The basics of three-point lighting

So what is it?  It’s a way of lighting a subject using three lighting sources at distinct angles.  It’s not so much about what lights you use.  You don’t need expensive lighting kits like the pros use.  It’s more about the placement of the lights in relation to your subject.  Simple table lamps, desk lamps or even task lights will work.

The main source of light is known as the key light.  It is a bright light focused on one side of the subject, typically the side opposite the camera if you’re shooting them from an angle.  This light does the major share of illuminating the subject.

On the opposite side from the key light is the fill light.  It is typically a dimmer light source, meant to brighten up the side of the subject that would otherwise be darkly shadowed by the angle of the key light.  Having it dimmer than the key light adds a great deal of dimension to the subject.

The third (and probably the least considered) light in this equation is the back light.  The light from the back light is typically higher than the subject, draping illumination over the back of the subject.  Not everyone thinks about backlighting their subject, but it is pretty important.  It adds a warm glow to the back of the subject that outlines the subject and sets them apart from the background.  Put someone in a dark colored shirt and put them in front of a darkly colored or dimly lit background, and they’ll often blend in or disappear into the background.  Adding the slight backlight subtly stencils them and pushes them more prominently into the foreground.

Harness natural light

What if you’re shooting outdoors?  There’s no better key light than the sun.
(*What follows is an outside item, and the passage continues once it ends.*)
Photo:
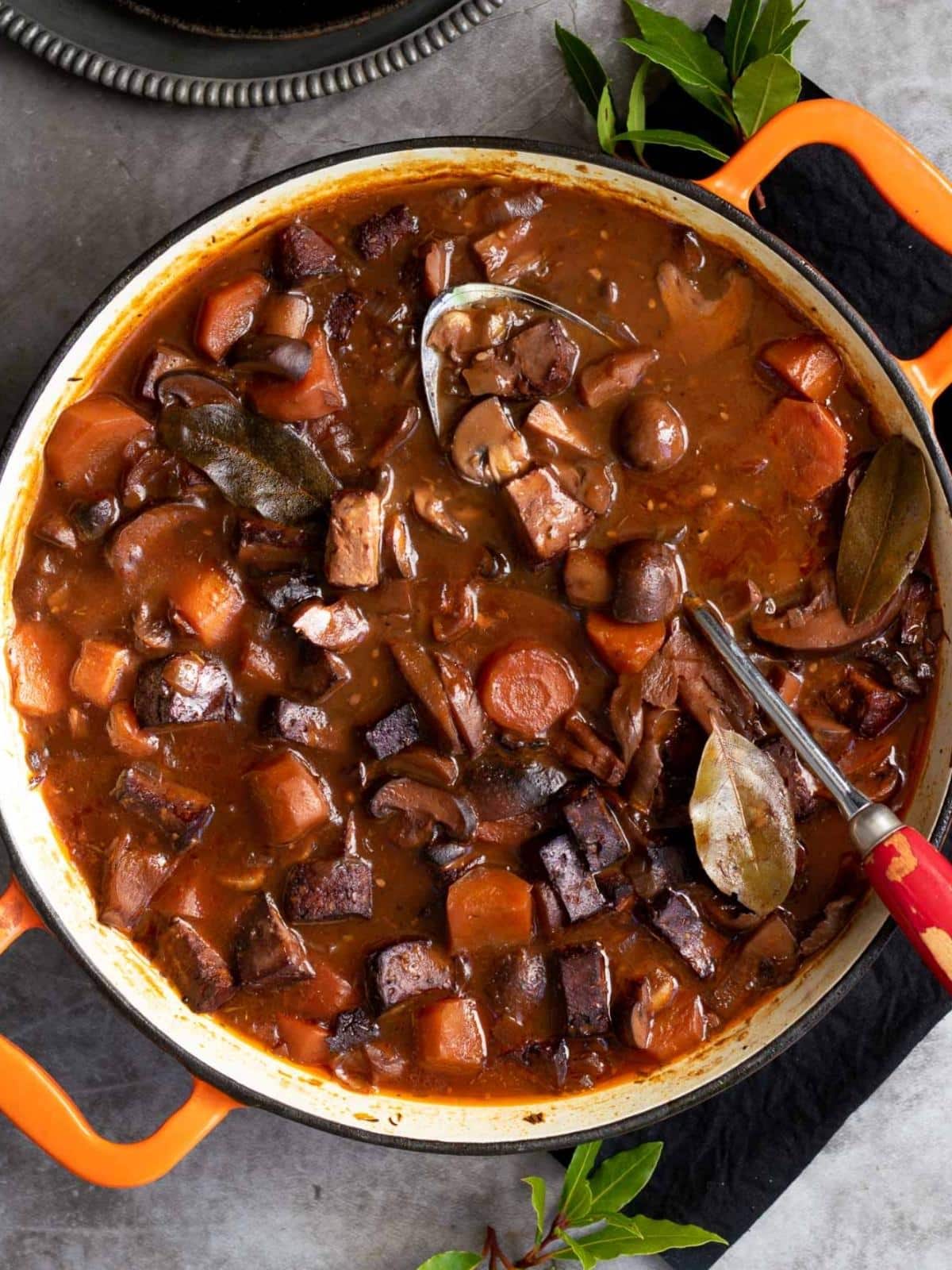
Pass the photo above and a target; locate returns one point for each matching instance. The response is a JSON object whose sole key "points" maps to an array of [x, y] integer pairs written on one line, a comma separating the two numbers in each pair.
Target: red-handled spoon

Have you ever seen behind-the-scenes stuff from a professional photo shoot like the Sports Illustrated Swimsuit Issue?  Chances are you’ll see someone flanked to one side of the model, opposite the angle of the sun, holding a large, flexible reflector screen.  They’re using the sun as a natural key light, and the reflector bounces stray sunlight back at the subject like a fill light.  This smoothes out the harsh directional shadows and fills in the opposite side of their face with soft, less intense light.

But what about the back light?  Usually you’ll have no need for a back light in this situation.  The background is so illuminated by the sun that there’s no need to outline the back of the subject with a back light.  Just make sure you position your subject so the direct sunlight hits one side of their face.  Don’t put the sun at their back, as you’ll probably cause silhouetting.

Soft versus hard light

One other note about three-point lighting, especially in the field, on the fly and on the cheap:  Be aware of the intensity of light coming from the fixture you’re using.  If you’re using a table lamp with a shade, the intensity of your light will be softer and more diffused.  This is generally more pleasing than fixing a desk lamp with a bare bulb aimed square at your subject’s head.  That produces a direct, sharp light with crisp, defined shadows.  You can soften this direct light by improvising some light diffusion.  Put something sheer between the light source and your subject — a white sheet, a large, thin piece of paper.  You can even bounce light off a wall onto your subject.  Don’t be afraid to play with your light sources.  Experimenting in a real-world situation is a great way to build your understanding of lighting for video and photography.

Again, it’s not about the light you use.  It’s just thinking about how you light them.  It’s taking the time to put your subject in the best light possible.  Trust me.  When they see how much better they look because you took the time to stage a pleasant stage of light, they’ll thank you for it.